Affordable video recordings played at home allow people to have access to many films and TV shows that would be difficult to see if they had to rely solely on broadcast television or local movie theaters.
It's surprising what turns up in the clearance bin of some video stores. I recently purchased a VHS tape of the 1915 D.W. Griffith silent film "Birth of a Nation" for a dollar. The film of course is about the Civil War and has its share of flaws and stereotypes, but it also perhaps unintentionally tells us what life and attitudes were like in the USA when it was released in 1915.

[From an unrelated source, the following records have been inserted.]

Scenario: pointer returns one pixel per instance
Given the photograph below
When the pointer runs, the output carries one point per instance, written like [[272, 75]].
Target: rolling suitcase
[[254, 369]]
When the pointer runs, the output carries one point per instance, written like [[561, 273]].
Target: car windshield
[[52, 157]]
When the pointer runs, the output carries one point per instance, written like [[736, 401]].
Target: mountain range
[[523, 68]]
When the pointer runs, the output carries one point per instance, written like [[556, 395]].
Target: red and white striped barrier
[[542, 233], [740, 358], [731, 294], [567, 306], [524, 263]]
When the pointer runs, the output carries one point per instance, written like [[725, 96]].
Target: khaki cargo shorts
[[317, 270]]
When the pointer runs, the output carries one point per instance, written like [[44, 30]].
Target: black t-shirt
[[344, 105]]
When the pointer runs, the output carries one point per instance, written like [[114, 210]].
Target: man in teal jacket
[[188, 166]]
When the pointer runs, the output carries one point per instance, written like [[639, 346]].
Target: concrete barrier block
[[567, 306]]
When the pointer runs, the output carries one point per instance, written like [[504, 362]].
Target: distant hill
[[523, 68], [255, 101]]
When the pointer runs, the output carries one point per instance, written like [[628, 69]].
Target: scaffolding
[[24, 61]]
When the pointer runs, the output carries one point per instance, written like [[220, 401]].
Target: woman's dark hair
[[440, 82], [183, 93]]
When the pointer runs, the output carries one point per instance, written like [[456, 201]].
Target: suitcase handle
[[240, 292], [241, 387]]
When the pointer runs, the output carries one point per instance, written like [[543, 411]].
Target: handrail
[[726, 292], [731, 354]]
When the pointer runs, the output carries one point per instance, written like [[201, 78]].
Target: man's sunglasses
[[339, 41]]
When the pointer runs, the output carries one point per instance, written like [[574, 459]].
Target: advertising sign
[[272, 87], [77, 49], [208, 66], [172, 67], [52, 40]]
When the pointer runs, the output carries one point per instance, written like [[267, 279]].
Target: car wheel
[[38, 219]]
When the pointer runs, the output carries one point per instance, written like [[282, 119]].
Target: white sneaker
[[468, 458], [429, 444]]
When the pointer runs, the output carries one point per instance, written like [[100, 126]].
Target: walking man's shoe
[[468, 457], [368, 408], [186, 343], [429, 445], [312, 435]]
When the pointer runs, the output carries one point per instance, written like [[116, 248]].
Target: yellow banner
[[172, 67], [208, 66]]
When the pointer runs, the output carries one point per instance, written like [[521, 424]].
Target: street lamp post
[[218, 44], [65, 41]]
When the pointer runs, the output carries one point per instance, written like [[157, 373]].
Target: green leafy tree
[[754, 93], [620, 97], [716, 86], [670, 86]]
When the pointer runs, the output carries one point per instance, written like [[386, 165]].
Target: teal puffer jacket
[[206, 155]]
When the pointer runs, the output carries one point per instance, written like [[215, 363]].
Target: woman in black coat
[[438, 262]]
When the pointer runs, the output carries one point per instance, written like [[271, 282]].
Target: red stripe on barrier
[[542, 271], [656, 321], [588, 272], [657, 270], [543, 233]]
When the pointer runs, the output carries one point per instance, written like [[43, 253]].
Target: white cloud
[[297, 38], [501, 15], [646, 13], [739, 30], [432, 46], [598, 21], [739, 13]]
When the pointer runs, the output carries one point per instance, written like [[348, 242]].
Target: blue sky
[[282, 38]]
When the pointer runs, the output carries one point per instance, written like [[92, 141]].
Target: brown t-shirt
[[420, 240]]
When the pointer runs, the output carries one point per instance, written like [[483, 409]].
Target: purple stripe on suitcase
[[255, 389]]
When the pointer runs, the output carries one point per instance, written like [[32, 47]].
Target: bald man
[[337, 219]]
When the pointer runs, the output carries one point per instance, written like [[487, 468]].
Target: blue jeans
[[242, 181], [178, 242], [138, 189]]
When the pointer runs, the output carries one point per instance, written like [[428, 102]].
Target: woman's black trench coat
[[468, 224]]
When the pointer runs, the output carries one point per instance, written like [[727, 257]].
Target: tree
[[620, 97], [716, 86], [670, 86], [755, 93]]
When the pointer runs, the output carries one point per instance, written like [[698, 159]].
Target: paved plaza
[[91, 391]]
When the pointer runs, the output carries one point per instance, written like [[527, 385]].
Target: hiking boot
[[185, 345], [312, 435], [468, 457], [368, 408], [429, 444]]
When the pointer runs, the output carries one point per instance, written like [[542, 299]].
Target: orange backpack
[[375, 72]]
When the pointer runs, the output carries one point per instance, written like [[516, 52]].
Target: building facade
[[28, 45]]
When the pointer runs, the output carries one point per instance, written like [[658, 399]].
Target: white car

Years ago before home video became common, public television ran occasional silent films, but the silents for the most part were basically unavailable back then. I cannot ever recall seeing a silent film on local or network commercial TV. When a silent film did show up on TV it was often jerky or too fast. I think it had something to do with running the old films through modern projectors incapable of the proper speeds. My grandmother saw silent films in theaters in the 1920's using contemporary projectors and she told me the actors moved naturally in those films. Today the home video versions of silent movies I've seen have largely corrected this problem.
My first silent movie experience were the Charlie Chaplin shorts on public television. I especially remember "The Rink" with Eric Campbell. Chaplin later supervised a musical score for some of his motion pictures.
When I moved to Florida, the local PBS station showed Lon Chaney Sr. movies like "The Hunchback of Notre Dame," "The Monster" with Johnny Arthur and "He who gets Slapped," a tragic clown movie.